La Passion : le sujet de méditation ordinaire de Saint François
Source: Jacques d’Autun, prédicateur Capucin (d. 1678)
Il ne faut pas s’étonner si Saint François ne parlait que de la Croix ; c’était sa plus haute et sublime Philosophie ; tous les objets lui en présentaient l’idée, il ne pouvait voir des agneaux que l’on conduisait à la boucherie, qu’il ne se souvînt en même temps du très-doux et très-innocent agneau JESUS-CHRIST, qui avait été mis à mort pour donner la vie aux pécheurs ; et couché de compassion de ces pauvres animaux qui en étaient la figure, il donna jusqu’à son manteau pour les racheter.

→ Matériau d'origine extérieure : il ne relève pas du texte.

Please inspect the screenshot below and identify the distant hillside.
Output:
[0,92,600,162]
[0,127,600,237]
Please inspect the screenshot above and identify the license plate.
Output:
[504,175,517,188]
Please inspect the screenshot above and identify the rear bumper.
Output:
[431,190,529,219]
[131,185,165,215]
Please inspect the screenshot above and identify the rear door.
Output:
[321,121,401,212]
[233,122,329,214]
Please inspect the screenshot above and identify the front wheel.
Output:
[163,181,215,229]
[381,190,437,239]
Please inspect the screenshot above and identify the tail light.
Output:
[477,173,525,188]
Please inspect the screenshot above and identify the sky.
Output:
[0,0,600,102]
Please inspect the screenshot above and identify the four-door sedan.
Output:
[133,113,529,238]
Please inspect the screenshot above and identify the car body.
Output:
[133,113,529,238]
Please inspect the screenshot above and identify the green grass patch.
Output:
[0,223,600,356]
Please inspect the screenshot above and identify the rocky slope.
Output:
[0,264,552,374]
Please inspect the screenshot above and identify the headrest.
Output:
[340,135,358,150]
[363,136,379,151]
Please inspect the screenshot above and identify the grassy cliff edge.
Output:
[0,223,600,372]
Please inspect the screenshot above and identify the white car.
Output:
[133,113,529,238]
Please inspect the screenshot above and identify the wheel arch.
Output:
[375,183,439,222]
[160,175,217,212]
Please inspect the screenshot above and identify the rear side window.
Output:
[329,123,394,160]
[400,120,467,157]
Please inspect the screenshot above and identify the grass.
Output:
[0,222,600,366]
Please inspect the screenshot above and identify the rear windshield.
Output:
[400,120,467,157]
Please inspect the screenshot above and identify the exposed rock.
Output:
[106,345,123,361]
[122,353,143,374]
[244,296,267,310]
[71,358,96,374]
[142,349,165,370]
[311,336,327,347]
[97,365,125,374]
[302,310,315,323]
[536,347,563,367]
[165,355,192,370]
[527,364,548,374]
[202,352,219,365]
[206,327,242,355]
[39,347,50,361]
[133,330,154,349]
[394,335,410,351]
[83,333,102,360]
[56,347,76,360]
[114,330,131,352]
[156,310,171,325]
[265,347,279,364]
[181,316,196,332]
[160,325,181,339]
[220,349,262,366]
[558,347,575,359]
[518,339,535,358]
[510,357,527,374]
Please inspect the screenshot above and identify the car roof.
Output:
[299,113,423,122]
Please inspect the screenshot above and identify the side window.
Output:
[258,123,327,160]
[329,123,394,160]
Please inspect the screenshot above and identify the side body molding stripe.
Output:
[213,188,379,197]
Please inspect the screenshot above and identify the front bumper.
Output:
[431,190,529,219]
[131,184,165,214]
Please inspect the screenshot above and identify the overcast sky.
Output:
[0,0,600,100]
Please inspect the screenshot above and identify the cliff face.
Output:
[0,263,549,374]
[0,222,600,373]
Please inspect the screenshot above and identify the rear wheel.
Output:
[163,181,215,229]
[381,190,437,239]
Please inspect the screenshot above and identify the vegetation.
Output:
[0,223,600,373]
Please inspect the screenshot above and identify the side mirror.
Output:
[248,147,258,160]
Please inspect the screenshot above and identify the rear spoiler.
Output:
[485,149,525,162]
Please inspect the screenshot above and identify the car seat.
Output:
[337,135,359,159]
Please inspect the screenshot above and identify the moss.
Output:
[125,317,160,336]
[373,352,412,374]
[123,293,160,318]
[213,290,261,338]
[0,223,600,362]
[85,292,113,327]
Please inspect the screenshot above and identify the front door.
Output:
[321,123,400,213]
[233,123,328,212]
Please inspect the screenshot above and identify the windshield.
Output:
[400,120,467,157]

Passant un jour par la marche d’Ancone, il rencontra un Paysan qui portait vendre deux agneaux, et ayant appris que ceux qui les achèteraient, les feraient égorger, il donna un manteau tout neuf, qu’on lui avait donné par aumône, pour leur sauver la vie, car après en avoir donné la valeur du prix, il les rendit au Villageois, avec condition qu’il ne les tuerait, et ne les vendrait plus.
Passant d’Ancone à Aximo, il rencontra un pasteur qui conduisait un troupeau de chèvres, et une seule brebis parmi ces vilains animaux ; son coeur aussitôt s’attendrit, et touché de compassion il dit à son Compagnon : C’est ainsi que l’innocent, et très-doux JESUS, était parmi les Scribes et les Pharisiens ; délivrons pour son amour cette pauvre brebis d’une si mauvaise compagnie ; mais n’ayant de quoi en payer le prix au pasteur, le Serviteur de Dieu pleurait à chaudes larmes, non pas pour la brebis, mais pour celui qu’elle représentait.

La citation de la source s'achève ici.